STOmics / Stereopy

A toolkit of spatial transcriptomic analysis.
MIT License
180 stars 59 forks source link

stereo.core.StPipeline.find_marker_genes in multi-sample #236

Open sparkumr opened 6 months ago

sparkumr commented 6 months ago

stereo.core.StPipeline.find_marker_genes: The set control group cannot be identified in the multi-sample, and when the program is running, it will only compare the difference between the case group and all the other groups

tanliwei-coder commented 6 months ago

I don't clear how you run find_marker_genes with multi-sample, could you show me your codes?

sparkumr commented 6 months ago

import sys import os from natsort import natsorted import stereo as st from stereo.core.ms_data import MSData from stereo.core.ms_pipeline import slice_generator import matplotlib.pyplot as plt import dill import warnings from stereo.algorithm.co_occurrence import CoOccurrence from stereo.core.ms_pipeline import slice_generator import pandas as pd import numpy as np warnings.filterwarnings('ignore')

    data_dir = '/public/home/sangchl/work_result/Spatial_Transcriptomics/register/3/intergrate_sc_spa/data'

    data_list=[]
    for fn in os.listdir(data_dir):
            data_list.append(os.path.join(data_dir, fn))

    data_list = natsorted(data_list)

    ms_data = MSData(_relationship='other', _var_type='intersect')

    for sample in data_list:
            ms_data += st.io.read_gef(file_path=sample, bin_type='cell_bins')

    ms_data.names=['Control','Ccnk']
    ms_data.integrate()
    ms_data.tl.cal_qc(scope=slice_generator[:],mode='integrate')
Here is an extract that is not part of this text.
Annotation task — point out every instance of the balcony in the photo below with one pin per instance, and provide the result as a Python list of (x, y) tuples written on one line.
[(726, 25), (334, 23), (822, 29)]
    ms_data.plt.spatial_scatter(
            scope=slice_generator[:],
            mode='integrate',
            plotting_scale_width=10,          # the width of scale
            reorganize_coordinate=4,          # the number of plots in each row
            horizontal_offset_additional=20,  # adjustment for horizontal distance
            vertical_offset_additional=20     # adjustment for vertical distance
            )
    ms_data.tl.filter_cells(min_gene=20, min_n_genes_by_counts=3, pct_counts_mt=5, scope=slice_generator[:], mode='integrate', inplace=True)
    ms_data.tl.raw_checkpoint()
    ms_data.tl.normalize_total(target_sum=10000)
    ms_data.tl.log1p()
    ms_data.tl.highly_variable_genes(
            min_mean=0.0125,
            max_mean=3,
            min_disp=0.5,
            n_top_genes=2000,
            res_key='highly_variable_genes',
            scope=slice_generator[:],
            mode='integrate'
            )
    ms_data.plt.highly_variable_genes(res_key='highly_variable_genes')
    ms_data.tl.scale(max_value=10, zero_center=True)

    ms_data.tl.pca(
            use_highly_genes=False,
            n_pcs=30,
            res_key='pca',
            scope=slice_generator[:],
            mode='integrate'
            )
    ms_data.tl.neighbors(
            pca_res_key='pca',
            n_pcs=30,
            res_key='neighbors',
            scope=slice_generator[:],
            mode='integrate'
            )

    ms_data.tl.umap(
            pca_res_key='pca',
            neighbors_res_key='neighbors',
            res_key='umap',
            scope=slice_generator[:],
            mode='integrate'
            )

    ms_data.tl.louvain(
            neighbors_res_key='neighbors',
            res_key='louvain',
            scope=slice_generator[:],
            mode='integrate'
            )

    annotation_dict = {
            '1':'VLMC',
            '2':'VLMC',
            '3':'VLMC',
            '4':'Immature Neurons',
            '5':'Red Blood Cell',
            '6':'Apical Progenitors 1',
            '7':'Apical Progenitors 2',
            '8':'Apical Progenitors 3',
            '9':'Apical Progenitors 4',
            '10':'Medial Forebrain Progenitors 1',
            '11':'unknown',
            '12':'VLMC',
            '13':'VLMC',
            '14':'Medial Forebrain Progenitors 2',
            '15':'Microglia'
            }

    ms_data.tl.annotation(
            annotation_information=annotation_dict,
            cluster_res_key='louvain',
            res_key='anno_louvain'
            )

    ms_data.tl.find_marker_genes(cluster_res_key='anno_louvain',
                                    output='/public/home/sangchl/work_result/Spatial_Transcriptomics/register/3/intergrate_sc_spa/'+ case + 'vs' + control + ".csv", 
                                    use_highly_genes=False,
                                    use_raw =True,
                                    case_groups=case,
                                    control_groups=control)
sparkumr commented 6 months ago

The case group and the control group here are the cell subsets I commented, and it can be run, but it doesn't seem to be used for the control group information

tanliwei-coder commented 4 months ago

In your case, the case_groups and control_groups must be a group or a list of groups in the anno_louvain, I don't see that what values you set into them, and, how did you judge the control group didn't be used?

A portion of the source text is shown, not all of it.